British cyclist breaks world record pedalling from Muscat to Salalah

13 Feb 2018
POSTED BY Y Magazine

British schoolteacher braves dust and gusty winds to break a world record, pedalling from Muscat to Salalah in less than 48 hours. Hasan Al Lawati reports on the pedal push.

British national Jonathan Shubert has made history, cycling from Muscat to Salalah in less than 48 to break a world record.

The science teacher, who has been working in the Sultanate for three years, pedalled 1,300km in less than two days.

His daring adventure that successfully ended on Tuesday started in the early morning hours of Sunday.

It was cold and dark when Shubert arrived at the National Museum in Muttrah, fuelled by salt bicarbonate soda and passion to achieve the seemingly impossible.

“It makes my blood saltier so I can absorb more water so if there is more water in me when I start…it makes it easier,” he told the Y magazine.

Moments later the science teacher was on his mission to cycle from the north (Muscat) to the south (Salalah), crossing around 1,300km of cliffs and highlands.

On Tuesday, February 13, the British national successfully set a new world record, lowering the existing mark of six days to under 48 hours.

He was to take only one 10-minute break every six hours.

When I arrived at the starting point in Muttrah on Sunday (February 11), the cyclists accompanying Shubert were fixing reflective tape on their bikes.

Asked about his preparation for the adventure, Shubert said: “I am a teacher so I can’t use the time of the week.
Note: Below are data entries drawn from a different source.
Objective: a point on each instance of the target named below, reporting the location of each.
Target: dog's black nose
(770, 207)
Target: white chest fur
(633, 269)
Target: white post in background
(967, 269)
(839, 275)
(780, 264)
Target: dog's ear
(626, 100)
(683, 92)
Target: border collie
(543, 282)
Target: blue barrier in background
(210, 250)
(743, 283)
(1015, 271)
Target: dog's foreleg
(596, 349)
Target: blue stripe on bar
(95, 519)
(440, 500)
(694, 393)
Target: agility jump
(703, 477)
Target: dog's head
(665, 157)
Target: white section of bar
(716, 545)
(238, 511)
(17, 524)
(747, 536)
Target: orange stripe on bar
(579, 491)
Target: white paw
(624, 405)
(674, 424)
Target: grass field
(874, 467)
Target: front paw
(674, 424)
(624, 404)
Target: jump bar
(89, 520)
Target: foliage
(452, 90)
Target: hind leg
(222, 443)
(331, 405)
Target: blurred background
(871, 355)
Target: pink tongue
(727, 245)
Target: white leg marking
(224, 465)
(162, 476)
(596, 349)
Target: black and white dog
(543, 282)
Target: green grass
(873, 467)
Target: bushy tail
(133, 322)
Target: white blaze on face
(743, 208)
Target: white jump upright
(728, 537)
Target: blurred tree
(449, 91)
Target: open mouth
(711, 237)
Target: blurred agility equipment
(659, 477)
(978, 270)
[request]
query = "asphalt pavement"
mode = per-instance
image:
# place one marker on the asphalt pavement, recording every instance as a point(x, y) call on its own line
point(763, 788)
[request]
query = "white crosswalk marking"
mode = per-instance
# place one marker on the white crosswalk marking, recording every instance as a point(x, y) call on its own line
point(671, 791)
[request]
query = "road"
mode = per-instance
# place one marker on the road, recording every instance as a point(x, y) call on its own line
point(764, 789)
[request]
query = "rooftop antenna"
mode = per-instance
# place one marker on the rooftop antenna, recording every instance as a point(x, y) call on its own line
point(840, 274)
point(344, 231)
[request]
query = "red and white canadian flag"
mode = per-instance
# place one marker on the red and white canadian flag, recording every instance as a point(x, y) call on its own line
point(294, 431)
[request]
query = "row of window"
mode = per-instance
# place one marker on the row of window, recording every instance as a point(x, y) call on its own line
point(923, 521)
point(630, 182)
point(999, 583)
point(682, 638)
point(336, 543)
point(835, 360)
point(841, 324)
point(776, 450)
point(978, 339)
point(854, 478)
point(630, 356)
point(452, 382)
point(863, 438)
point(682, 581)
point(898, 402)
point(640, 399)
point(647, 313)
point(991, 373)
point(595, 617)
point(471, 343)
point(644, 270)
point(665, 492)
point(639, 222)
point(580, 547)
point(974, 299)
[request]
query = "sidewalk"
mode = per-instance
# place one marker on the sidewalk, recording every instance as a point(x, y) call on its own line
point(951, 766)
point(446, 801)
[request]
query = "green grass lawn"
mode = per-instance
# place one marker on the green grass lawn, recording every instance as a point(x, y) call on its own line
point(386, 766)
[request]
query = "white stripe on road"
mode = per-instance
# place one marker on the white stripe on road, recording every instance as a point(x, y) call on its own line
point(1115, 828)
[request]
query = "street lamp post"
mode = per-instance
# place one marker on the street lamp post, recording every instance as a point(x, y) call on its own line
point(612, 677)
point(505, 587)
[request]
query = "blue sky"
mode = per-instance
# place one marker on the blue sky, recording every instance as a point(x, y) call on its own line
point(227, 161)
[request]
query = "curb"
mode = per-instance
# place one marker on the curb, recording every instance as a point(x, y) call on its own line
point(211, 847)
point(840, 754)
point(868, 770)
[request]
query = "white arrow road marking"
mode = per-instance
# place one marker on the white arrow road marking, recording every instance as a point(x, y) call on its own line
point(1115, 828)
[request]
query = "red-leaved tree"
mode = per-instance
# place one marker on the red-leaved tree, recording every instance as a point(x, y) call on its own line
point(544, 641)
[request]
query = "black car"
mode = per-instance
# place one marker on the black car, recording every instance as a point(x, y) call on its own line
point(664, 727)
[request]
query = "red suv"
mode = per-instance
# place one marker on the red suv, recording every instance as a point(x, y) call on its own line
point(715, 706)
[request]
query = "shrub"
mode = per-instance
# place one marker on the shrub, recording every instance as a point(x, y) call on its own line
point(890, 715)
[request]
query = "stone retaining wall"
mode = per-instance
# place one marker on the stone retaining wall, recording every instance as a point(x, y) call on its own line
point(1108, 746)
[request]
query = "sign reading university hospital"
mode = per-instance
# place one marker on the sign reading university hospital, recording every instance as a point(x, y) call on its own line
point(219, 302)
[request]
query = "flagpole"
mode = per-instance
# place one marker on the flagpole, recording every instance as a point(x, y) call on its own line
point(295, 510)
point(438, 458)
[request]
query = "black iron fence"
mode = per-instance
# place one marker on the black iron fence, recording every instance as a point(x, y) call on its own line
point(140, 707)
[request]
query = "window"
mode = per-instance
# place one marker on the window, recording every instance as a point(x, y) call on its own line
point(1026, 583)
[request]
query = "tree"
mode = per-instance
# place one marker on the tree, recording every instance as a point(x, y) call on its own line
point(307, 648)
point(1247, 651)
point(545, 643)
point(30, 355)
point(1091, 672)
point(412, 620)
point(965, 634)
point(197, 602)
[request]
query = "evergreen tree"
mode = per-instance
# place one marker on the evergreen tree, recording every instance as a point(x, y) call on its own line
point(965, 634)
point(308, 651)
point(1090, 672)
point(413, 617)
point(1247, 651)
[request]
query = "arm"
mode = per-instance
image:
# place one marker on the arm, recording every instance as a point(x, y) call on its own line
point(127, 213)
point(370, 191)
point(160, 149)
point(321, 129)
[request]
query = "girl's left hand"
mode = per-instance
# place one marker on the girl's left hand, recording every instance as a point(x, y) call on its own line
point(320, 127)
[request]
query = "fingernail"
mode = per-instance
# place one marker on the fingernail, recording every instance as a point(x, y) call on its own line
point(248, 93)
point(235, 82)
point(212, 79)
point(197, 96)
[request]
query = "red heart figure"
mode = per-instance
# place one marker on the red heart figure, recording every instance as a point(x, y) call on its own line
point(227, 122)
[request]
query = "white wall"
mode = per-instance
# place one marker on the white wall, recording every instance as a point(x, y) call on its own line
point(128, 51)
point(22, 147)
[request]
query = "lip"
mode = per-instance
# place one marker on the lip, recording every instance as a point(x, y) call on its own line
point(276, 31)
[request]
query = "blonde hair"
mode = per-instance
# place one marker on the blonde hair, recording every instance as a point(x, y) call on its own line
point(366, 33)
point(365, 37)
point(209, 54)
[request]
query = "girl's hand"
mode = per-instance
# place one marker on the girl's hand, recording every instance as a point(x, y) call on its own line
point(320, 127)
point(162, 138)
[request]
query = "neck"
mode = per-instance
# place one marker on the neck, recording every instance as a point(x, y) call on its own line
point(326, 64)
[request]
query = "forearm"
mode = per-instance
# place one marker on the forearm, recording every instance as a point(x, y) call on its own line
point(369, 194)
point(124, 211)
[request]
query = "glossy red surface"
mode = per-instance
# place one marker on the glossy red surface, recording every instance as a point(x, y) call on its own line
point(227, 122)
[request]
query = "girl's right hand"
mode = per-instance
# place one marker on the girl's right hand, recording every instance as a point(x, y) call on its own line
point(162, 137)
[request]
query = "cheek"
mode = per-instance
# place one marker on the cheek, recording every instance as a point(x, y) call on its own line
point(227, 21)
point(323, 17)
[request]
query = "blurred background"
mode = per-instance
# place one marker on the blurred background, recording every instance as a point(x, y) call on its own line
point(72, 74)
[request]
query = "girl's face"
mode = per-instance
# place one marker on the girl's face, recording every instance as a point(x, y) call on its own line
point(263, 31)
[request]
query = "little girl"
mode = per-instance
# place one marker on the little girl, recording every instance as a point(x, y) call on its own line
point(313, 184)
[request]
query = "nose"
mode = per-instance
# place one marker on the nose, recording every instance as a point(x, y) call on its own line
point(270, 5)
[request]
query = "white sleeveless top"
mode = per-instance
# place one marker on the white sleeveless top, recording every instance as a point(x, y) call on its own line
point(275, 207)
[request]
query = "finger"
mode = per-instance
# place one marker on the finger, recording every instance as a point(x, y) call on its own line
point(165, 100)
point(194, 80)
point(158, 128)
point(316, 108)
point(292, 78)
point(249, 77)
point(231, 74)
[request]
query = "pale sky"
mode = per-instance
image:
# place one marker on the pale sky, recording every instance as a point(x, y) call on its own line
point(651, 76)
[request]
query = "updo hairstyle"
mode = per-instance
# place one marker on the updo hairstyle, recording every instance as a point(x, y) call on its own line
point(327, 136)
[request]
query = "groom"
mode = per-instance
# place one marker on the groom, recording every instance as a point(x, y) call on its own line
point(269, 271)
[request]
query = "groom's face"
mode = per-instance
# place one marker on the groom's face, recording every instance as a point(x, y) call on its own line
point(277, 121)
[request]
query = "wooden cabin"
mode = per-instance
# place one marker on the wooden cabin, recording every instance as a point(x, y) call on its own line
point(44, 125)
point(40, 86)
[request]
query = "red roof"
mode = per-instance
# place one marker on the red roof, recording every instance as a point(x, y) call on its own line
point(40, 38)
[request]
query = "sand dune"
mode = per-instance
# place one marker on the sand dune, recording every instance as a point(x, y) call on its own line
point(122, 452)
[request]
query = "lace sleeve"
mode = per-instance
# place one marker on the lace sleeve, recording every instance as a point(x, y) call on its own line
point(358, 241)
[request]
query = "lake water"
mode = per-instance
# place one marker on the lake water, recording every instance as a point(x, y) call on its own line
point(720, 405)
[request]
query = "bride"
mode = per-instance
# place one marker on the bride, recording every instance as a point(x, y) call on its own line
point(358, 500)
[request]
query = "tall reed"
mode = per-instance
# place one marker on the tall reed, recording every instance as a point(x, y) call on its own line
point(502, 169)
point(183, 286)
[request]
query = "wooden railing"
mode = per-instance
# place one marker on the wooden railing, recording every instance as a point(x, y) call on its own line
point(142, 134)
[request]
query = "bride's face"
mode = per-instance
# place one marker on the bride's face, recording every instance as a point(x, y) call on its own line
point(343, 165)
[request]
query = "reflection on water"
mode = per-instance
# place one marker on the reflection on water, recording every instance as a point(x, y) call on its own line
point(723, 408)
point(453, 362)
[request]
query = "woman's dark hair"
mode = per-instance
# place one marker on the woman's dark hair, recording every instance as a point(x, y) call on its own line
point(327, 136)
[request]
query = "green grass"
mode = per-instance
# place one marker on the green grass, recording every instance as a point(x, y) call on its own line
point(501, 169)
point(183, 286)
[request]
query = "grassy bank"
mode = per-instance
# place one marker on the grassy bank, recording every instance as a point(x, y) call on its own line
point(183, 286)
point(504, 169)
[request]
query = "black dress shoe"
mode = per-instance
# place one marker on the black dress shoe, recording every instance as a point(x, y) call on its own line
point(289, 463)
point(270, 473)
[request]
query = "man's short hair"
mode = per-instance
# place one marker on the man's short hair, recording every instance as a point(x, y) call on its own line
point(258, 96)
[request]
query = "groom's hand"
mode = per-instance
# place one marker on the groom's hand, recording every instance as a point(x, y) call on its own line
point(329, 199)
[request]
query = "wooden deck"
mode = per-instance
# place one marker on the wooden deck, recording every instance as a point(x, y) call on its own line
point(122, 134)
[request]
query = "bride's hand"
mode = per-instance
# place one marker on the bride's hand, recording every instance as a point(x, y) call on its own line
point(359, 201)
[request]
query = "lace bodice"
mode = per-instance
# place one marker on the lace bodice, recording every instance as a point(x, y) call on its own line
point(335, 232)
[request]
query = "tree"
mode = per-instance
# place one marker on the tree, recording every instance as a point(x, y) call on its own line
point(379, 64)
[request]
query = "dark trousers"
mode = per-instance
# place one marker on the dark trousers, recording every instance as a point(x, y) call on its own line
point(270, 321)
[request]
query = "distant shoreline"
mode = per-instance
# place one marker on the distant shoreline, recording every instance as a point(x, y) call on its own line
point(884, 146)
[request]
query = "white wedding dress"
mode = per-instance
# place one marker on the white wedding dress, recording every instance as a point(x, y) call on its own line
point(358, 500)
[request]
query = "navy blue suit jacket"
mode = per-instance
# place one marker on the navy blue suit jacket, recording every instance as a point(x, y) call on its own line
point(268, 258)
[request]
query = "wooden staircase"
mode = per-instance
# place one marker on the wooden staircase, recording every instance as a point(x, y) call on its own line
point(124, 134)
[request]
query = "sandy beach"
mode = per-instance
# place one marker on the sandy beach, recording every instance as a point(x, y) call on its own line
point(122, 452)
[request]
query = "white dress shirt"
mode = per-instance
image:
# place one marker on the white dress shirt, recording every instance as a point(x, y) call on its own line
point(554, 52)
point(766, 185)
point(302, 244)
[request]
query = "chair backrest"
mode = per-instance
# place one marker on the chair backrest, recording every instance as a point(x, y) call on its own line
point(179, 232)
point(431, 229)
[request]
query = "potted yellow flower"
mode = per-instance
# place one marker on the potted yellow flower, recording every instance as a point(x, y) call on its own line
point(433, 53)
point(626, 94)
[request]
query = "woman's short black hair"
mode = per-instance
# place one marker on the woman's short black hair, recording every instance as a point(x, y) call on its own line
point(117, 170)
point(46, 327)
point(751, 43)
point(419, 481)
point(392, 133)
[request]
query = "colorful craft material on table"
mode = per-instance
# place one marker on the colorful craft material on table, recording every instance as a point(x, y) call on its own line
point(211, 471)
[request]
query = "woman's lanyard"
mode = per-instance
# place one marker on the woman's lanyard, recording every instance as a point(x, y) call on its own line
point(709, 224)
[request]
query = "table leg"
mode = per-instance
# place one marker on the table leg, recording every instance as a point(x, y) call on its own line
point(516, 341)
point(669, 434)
During weekends I cycle to Nizwa and explore other parts of Oman for long hours to build endurance.”

With back-to-back training on Fridays and Saturdays, in addition to “faster and harder” preparations during some week days with his Omani friends, Shubert primed for the challenge putting in 18 hours a week.

One of the main factors that concern cyclists is the weather. Before the start Shubert said he had checked with the Public Authority for Civil Aviation (PACA). “There will be some fog in Duqm. Otherwise, it’s expected to be quite favourable. But one of the issues is the dust. After eight hours you will start to feel it in your lungs because of heavy breathing,” he explained.

According to his team members, the weather was too windy and challenging, unlike expected.

In his interview with the adventure magazine ub-cool before the trip, he had said: “I have lived and worked in Oman for three years; I love the country, I love the people. So, firstly, I’m already here; secondly, the road infrastructure and the topography of the country is amazing; and, thirdly, as a resident of Oman, I feel compelled to do something to assist with problems in the region, however small my contribution.

“Attempting such a feat in the Middle East poses added challenges that I have never had to deal with before; most notably, coping with heat and dehydration, but also the dust and its effect on my respiratory system.”

Shubert is no stranger to such challenges, though. Between March 2013 and March 2014, he embarked on an unassisted, 30,000km circumnavigation of the globe by bicycle, passing through 29 countries and three continents, braving the tough tests posed by climate and terrain.